Pero es que, además, Joe Ollmann entra a saco en el juego nostálgico presentándonos a un protagonista atrapado en un presente de vida adulta, responsabilidades y rutina con el que no sabe o no quiere saber lidiar, en contraste con ese pasado cronológicamente concordante con la época de eclosión indie que el sosias de papel del dibujante asocia a los momentos más vivos y emocionantes de su vida.

De manera más o menos consciente (me decanto por lo segundo), Ollmann busca llegar al lector mediante la proximidad de situaciones y reflexiones.

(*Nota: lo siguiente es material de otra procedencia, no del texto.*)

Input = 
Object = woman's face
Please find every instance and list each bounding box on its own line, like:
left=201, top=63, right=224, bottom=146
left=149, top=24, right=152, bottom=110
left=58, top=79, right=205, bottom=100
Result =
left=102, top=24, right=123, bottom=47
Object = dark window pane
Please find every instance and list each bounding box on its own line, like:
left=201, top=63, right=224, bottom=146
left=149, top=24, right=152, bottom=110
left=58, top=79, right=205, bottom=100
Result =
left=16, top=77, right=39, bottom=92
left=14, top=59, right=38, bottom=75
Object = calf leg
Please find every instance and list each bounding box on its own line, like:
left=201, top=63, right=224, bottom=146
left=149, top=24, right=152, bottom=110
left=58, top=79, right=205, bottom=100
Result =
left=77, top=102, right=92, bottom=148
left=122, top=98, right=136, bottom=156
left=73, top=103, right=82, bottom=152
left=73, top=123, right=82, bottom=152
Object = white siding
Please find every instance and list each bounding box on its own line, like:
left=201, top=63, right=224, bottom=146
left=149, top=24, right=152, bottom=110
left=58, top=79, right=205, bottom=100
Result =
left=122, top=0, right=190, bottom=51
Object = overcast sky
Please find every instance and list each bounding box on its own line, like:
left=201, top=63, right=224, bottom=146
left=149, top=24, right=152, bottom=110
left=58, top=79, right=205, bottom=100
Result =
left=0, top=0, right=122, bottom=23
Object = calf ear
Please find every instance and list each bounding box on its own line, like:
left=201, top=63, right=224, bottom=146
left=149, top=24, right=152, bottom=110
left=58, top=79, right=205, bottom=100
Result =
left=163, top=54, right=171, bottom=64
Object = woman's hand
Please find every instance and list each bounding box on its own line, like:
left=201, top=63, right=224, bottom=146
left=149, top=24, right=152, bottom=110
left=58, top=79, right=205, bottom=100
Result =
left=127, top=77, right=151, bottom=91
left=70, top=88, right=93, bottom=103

Su retrato del cuarentón contradictorio aferrado desesperadamente a una juventud que se le escapa entre los dedos de unas manos llenas de pañales sucios y bolsas de la compra es tan certero como despiadado. El canadiense traza con precisión la ambigüedad de un personaje para el cual la fantasía es la única manera de recuperar un pasado que añora esencialmente como remedio a un día a día poco o nada estimulante pero que, a la hora de la verdad, es demasiado cobarde par abandonar la comodidad de su pequeño mundo adulto.

En el fondo, Ollmann, a través de su costumbrismo semiautobiográfico, realiza un pequeño gran homenaje a esa ficción a la vez verista y peterpaniana protagonizada por treintañeros que predominó durante los noventa, la de Beautiful girls o las primeras películas de Edward Burns. Es difícil que la generación que retrata Girls pueda empatizar con una obra escrita por y para la generación que retrataba Friends (o al menos, la que creyó verse retratada). Pero eso, en realidad, es algo incluso saludable, en tanto en cuanto sirve para normalizar el cómic como medio en vez de como género. Cuarentón es una obra entrañablemente anacrónica que, precisamente por eso, consigue pulsar determinados botones como solo sabían hacerlo ciertos tebeos de los noventa.